Les niveaux en eux-mêmes vous feront découvrir des lieux forts variés, allant des manoirs des familles importantes de la Cité à une mine abandonnée en passant par un quartier hanté, une cathédrale des Marteleurs… L’architecture des bâtiments est d’ailleurs souvent assez impressionnante, qu’elle soit ravagée, imposante ou toute simplement étrange, comme l’intérieur de la demeure de Constantine. Ces niveaux sont en tout cas de véritables labyrinthes dans lesquels on se perd très facilement malgré la disponibilité d’une carte généralement bien imprécise… Ils ont un design très réussi tant dans leur agencement qu’au niveau esthétique.

Au niveau technique

Au niveau graphique, la modélisation des objets est globalement fort convenable, bien qu’on ai vu mieux à l’époque. On apprécie essentiellement les excellents effets de lumière, qu’on attendait forcément tant ils tiennent une place centrale dans le jeu, ainsi que le côté spectaculaire de bien des décors. Les intérieurs des manoirs sont richement décorés (mobilier, tapisseries…) alors que les souterrains ont une topographie torturée. Le jeu peut s’exécuter sur une résolution maximale de 800x600 en 16 bit, ce qui permet un rendu qui reste assez fin. On aurait tout de même apprécié un mode 1024x768 mais bon…

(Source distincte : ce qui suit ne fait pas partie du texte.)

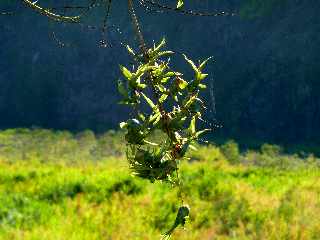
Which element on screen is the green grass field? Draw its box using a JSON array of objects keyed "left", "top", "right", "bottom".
[{"left": 0, "top": 129, "right": 320, "bottom": 240}]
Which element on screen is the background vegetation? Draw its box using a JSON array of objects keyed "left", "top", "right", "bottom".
[{"left": 0, "top": 129, "right": 320, "bottom": 240}]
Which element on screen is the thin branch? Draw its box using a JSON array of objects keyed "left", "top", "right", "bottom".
[{"left": 22, "top": 0, "right": 80, "bottom": 23}]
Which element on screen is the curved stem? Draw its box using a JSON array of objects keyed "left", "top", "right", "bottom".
[
  {"left": 128, "top": 0, "right": 148, "bottom": 57},
  {"left": 22, "top": 0, "right": 80, "bottom": 23}
]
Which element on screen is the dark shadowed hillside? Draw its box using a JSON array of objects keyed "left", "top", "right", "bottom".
[{"left": 0, "top": 0, "right": 320, "bottom": 143}]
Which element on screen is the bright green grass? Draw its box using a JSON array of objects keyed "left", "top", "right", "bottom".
[{"left": 0, "top": 132, "right": 320, "bottom": 240}]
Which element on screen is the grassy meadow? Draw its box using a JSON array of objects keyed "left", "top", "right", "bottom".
[{"left": 0, "top": 129, "right": 320, "bottom": 240}]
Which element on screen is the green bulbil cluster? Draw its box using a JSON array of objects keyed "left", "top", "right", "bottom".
[{"left": 118, "top": 40, "right": 210, "bottom": 181}]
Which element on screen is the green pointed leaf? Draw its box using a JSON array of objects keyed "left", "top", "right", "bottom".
[
  {"left": 195, "top": 128, "right": 211, "bottom": 138},
  {"left": 118, "top": 80, "right": 129, "bottom": 98},
  {"left": 154, "top": 38, "right": 166, "bottom": 52},
  {"left": 159, "top": 94, "right": 168, "bottom": 103},
  {"left": 198, "top": 84, "right": 207, "bottom": 89},
  {"left": 141, "top": 93, "right": 157, "bottom": 109},
  {"left": 177, "top": 0, "right": 184, "bottom": 9},
  {"left": 126, "top": 45, "right": 136, "bottom": 57},
  {"left": 177, "top": 77, "right": 188, "bottom": 90},
  {"left": 182, "top": 54, "right": 199, "bottom": 73},
  {"left": 189, "top": 116, "right": 196, "bottom": 135},
  {"left": 119, "top": 122, "right": 128, "bottom": 129}
]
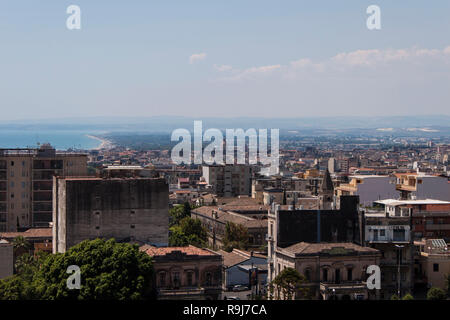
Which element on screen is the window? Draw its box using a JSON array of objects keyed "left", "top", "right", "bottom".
[
  {"left": 322, "top": 269, "right": 328, "bottom": 282},
  {"left": 334, "top": 269, "right": 341, "bottom": 283},
  {"left": 173, "top": 272, "right": 180, "bottom": 288},
  {"left": 305, "top": 268, "right": 311, "bottom": 281},
  {"left": 187, "top": 272, "right": 193, "bottom": 287},
  {"left": 206, "top": 272, "right": 212, "bottom": 286},
  {"left": 347, "top": 268, "right": 353, "bottom": 281},
  {"left": 394, "top": 229, "right": 405, "bottom": 241},
  {"left": 159, "top": 272, "right": 166, "bottom": 287}
]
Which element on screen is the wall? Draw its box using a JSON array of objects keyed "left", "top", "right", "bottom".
[{"left": 54, "top": 179, "right": 169, "bottom": 252}]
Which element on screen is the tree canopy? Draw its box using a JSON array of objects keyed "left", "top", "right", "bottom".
[
  {"left": 271, "top": 268, "right": 307, "bottom": 300},
  {"left": 223, "top": 222, "right": 248, "bottom": 252},
  {"left": 169, "top": 217, "right": 208, "bottom": 248},
  {"left": 0, "top": 239, "right": 155, "bottom": 300},
  {"left": 427, "top": 287, "right": 446, "bottom": 300}
]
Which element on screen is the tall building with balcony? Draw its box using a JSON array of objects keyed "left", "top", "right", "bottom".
[
  {"left": 0, "top": 144, "right": 87, "bottom": 232},
  {"left": 375, "top": 199, "right": 450, "bottom": 241},
  {"left": 202, "top": 164, "right": 253, "bottom": 198},
  {"left": 364, "top": 207, "right": 414, "bottom": 299},
  {"left": 336, "top": 175, "right": 399, "bottom": 206}
]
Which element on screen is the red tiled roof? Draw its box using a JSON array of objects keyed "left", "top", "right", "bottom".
[
  {"left": 141, "top": 245, "right": 217, "bottom": 257},
  {"left": 0, "top": 228, "right": 52, "bottom": 239}
]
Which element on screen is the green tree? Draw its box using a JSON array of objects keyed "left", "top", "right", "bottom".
[
  {"left": 169, "top": 202, "right": 192, "bottom": 227},
  {"left": 33, "top": 239, "right": 154, "bottom": 300},
  {"left": 169, "top": 217, "right": 208, "bottom": 247},
  {"left": 271, "top": 268, "right": 308, "bottom": 300},
  {"left": 0, "top": 275, "right": 35, "bottom": 300},
  {"left": 13, "top": 236, "right": 31, "bottom": 258},
  {"left": 444, "top": 273, "right": 450, "bottom": 298},
  {"left": 223, "top": 222, "right": 248, "bottom": 252},
  {"left": 0, "top": 251, "right": 49, "bottom": 300},
  {"left": 427, "top": 287, "right": 445, "bottom": 300}
]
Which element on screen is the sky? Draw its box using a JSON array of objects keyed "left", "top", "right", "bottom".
[{"left": 0, "top": 0, "right": 450, "bottom": 121}]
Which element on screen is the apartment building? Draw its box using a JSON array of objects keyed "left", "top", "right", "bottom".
[
  {"left": 414, "top": 239, "right": 450, "bottom": 290},
  {"left": 395, "top": 173, "right": 450, "bottom": 201},
  {"left": 0, "top": 144, "right": 87, "bottom": 232},
  {"left": 375, "top": 199, "right": 450, "bottom": 241},
  {"left": 0, "top": 238, "right": 14, "bottom": 279},
  {"left": 140, "top": 245, "right": 223, "bottom": 300},
  {"left": 336, "top": 175, "right": 399, "bottom": 206},
  {"left": 53, "top": 177, "right": 169, "bottom": 253},
  {"left": 202, "top": 164, "right": 253, "bottom": 197},
  {"left": 365, "top": 208, "right": 414, "bottom": 299}
]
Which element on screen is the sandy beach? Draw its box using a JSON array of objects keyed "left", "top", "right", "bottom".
[{"left": 86, "top": 134, "right": 114, "bottom": 150}]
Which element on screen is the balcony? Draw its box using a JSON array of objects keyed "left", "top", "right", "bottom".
[{"left": 395, "top": 183, "right": 416, "bottom": 191}]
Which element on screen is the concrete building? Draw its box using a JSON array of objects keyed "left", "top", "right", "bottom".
[
  {"left": 0, "top": 144, "right": 87, "bottom": 232},
  {"left": 267, "top": 196, "right": 364, "bottom": 282},
  {"left": 274, "top": 242, "right": 381, "bottom": 300},
  {"left": 336, "top": 175, "right": 400, "bottom": 206},
  {"left": 53, "top": 177, "right": 169, "bottom": 252},
  {"left": 0, "top": 238, "right": 14, "bottom": 279},
  {"left": 191, "top": 206, "right": 267, "bottom": 249},
  {"left": 140, "top": 245, "right": 223, "bottom": 300},
  {"left": 217, "top": 249, "right": 267, "bottom": 292},
  {"left": 365, "top": 208, "right": 414, "bottom": 300},
  {"left": 414, "top": 239, "right": 450, "bottom": 290},
  {"left": 202, "top": 164, "right": 253, "bottom": 197},
  {"left": 395, "top": 173, "right": 450, "bottom": 201},
  {"left": 375, "top": 199, "right": 450, "bottom": 241},
  {"left": 0, "top": 228, "right": 53, "bottom": 253},
  {"left": 328, "top": 158, "right": 336, "bottom": 173}
]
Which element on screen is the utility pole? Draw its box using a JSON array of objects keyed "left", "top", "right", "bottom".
[{"left": 395, "top": 244, "right": 405, "bottom": 299}]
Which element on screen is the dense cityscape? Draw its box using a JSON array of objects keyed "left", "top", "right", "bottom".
[
  {"left": 0, "top": 131, "right": 450, "bottom": 300},
  {"left": 0, "top": 0, "right": 450, "bottom": 320}
]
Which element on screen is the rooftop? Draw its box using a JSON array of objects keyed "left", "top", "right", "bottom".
[
  {"left": 374, "top": 199, "right": 450, "bottom": 206},
  {"left": 283, "top": 242, "right": 378, "bottom": 255},
  {"left": 141, "top": 245, "right": 217, "bottom": 257},
  {"left": 0, "top": 228, "right": 52, "bottom": 239}
]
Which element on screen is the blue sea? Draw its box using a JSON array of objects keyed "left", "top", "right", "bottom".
[{"left": 0, "top": 129, "right": 101, "bottom": 150}]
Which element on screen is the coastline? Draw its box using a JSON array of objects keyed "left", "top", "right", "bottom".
[{"left": 86, "top": 134, "right": 114, "bottom": 150}]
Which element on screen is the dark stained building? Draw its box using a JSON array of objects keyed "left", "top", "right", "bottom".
[{"left": 53, "top": 177, "right": 169, "bottom": 252}]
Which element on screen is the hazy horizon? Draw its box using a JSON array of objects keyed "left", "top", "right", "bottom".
[{"left": 0, "top": 0, "right": 450, "bottom": 122}]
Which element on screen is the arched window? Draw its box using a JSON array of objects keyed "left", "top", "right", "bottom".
[
  {"left": 159, "top": 271, "right": 166, "bottom": 287},
  {"left": 205, "top": 272, "right": 212, "bottom": 286},
  {"left": 303, "top": 268, "right": 311, "bottom": 282},
  {"left": 322, "top": 268, "right": 328, "bottom": 282},
  {"left": 186, "top": 271, "right": 194, "bottom": 287}
]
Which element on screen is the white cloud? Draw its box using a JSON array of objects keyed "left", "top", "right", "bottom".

L’ambiance sonore se détache par la variété et la qualité des bruitages. Tout comme pour les effets de lumières, les sons jouent un rôle très important dans le gameplay et c’est une grande réussite. Il est possible de savoir d’où vient un garde, à quelle distance il se trouve et sur quel type de surface il marche rien qu’à l’oreille. On aura également l’occasion d’entendre des dialogues parfois instructifs entre des personnages, le tout en français avec un doublage acceptable. On n’en dira pas tant malheureusement de celui des scènes cinématiques entre chaque niveau, peu convainquant et dénotant avec leur qualité visuelle qui concorde parfaitement avec l’ambiance sombre. Aucune musique ne rythme le jeu, ce qu’on ne regrettera pas car elles auraient plus gêné qu’autre chose.

Si les commandes répondent correctement et peuvent être configurées au gré de l’utilisateur (attention, la molette n’est pas gérée), le jeu est néanmoins très dur, faisant rarement de cadeau à la moindre erreur causée par la maladresse ou l’impatience. Au niveau « Normal », c’est-à-dire le niveau de difficulté minimal, Thief est déjà assez redoutable. Cela le rend inaccessible aux débutants qui se sentiront probablement rapidement frustrés.

En axant son jeu sur l’infiltration, la discrétion et l’exploitation de l’environnement, Looking Glass Technologies réinvente le genre du FPS. Jeu brillant et intelligent, Thief réclame de la part du joueur autant de patience que d’audace et d’habileté. Un jeu difficile, peut être trop, mais résolument passionnant!